Efficient Proximal Support Vector Machine with Boosting

Efficient OLAP Operations for Spatial Data Using Peano Cube

Baoying Wang, Fei Pan, Dongmei Ren, Yue Cui, Qiang Ding, William Perrizo

{baoying.wang, fei.pan, dongmei.ren, yue.cui, qiang.ding, william.perrizo}@ndsu.nodak.edu

Computer Science Department

North Dakota State University

Fargo, ND 58105

Tel: (701) 231-6257

Fax: (701) 231-8255

Abstract

Online Analytical Processing (OLAP) is an important application of data warehouses. With more and more spatial data being collected, such as remotely sensed images, geographical information, digital sky survey data, computer cartography, environmental assessment data and planning data, efficient OLAP for spatial data is in great demand. In this paper, we present a data warehousing architecture, the Peano Cube, to facilitate OLAP operations on spatial data, e.g., slice/dice, rollup, range queries, and nearest neighbor queries. Fast logical operations on Peano Trees (P-trees) are used to accomplish these OLAP operations. A natural distance metric for P-trees, the High Order Basis Bit (HOBBit) metric is employed to achieve efficient nearest neighborhood queries. Predicate P-trees are used to efficiently reduce data access by filtering out “bit holes” consisting of consecutive 0s using logical operations. Experiments show that OLAP operations can be executed much faster this way than with traditional data methods.

Keywords:Online Analytical Processing (OLAP), Peano Cube, P+-trees, HOBBit metric.

1.Introduction

Data warehouses (DWs) are collections of historical, summarized, non-volatile data, accumulated from transactional databases. They are optimized for Online Analytical Processing (OLAP) and have proven to be valuable for decision-making [29]. A copy of the relevant data is periodically appended to the DWs with a proper timestamp. Knowledge workers can analyze the data without having to wait for updates to be installed.

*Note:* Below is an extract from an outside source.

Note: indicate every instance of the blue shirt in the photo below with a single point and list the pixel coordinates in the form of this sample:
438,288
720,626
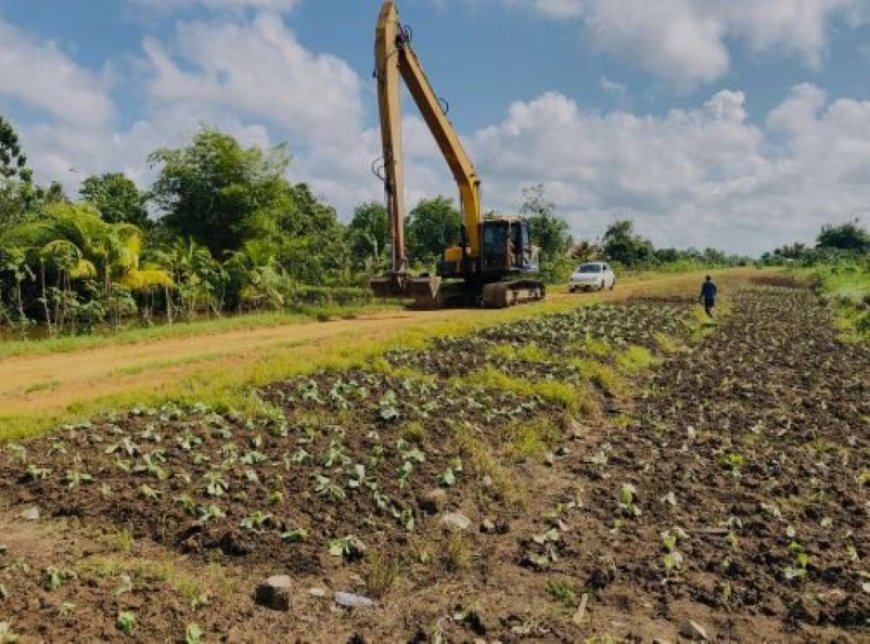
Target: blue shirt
708,291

With more and more spatial data being collected, such as remote sensed images, geographical information, digital sky survey data, computer cartography, environmental assessment data and planning data, it is important to study on-line analytical processing of spatial data warehouses.

The data in a warehouse are conceptually modeled as data cubes. Gray et al. introduce the data cube operator as a generalization of the SQL group by operator [23]. The chunk-based multiway array aggregation method for data cube computation in OLAP was proposed in [24].

Typically, OLAP queries are complex and the size of the data warehouse is huge, which can cause the queries to take very long to complete, if executed directly on raw data. This delay is unacceptable in most data warehouse environments, as it severely limits productivity. The usual requirement is query execution times of a few seconds or a few minutes at the most.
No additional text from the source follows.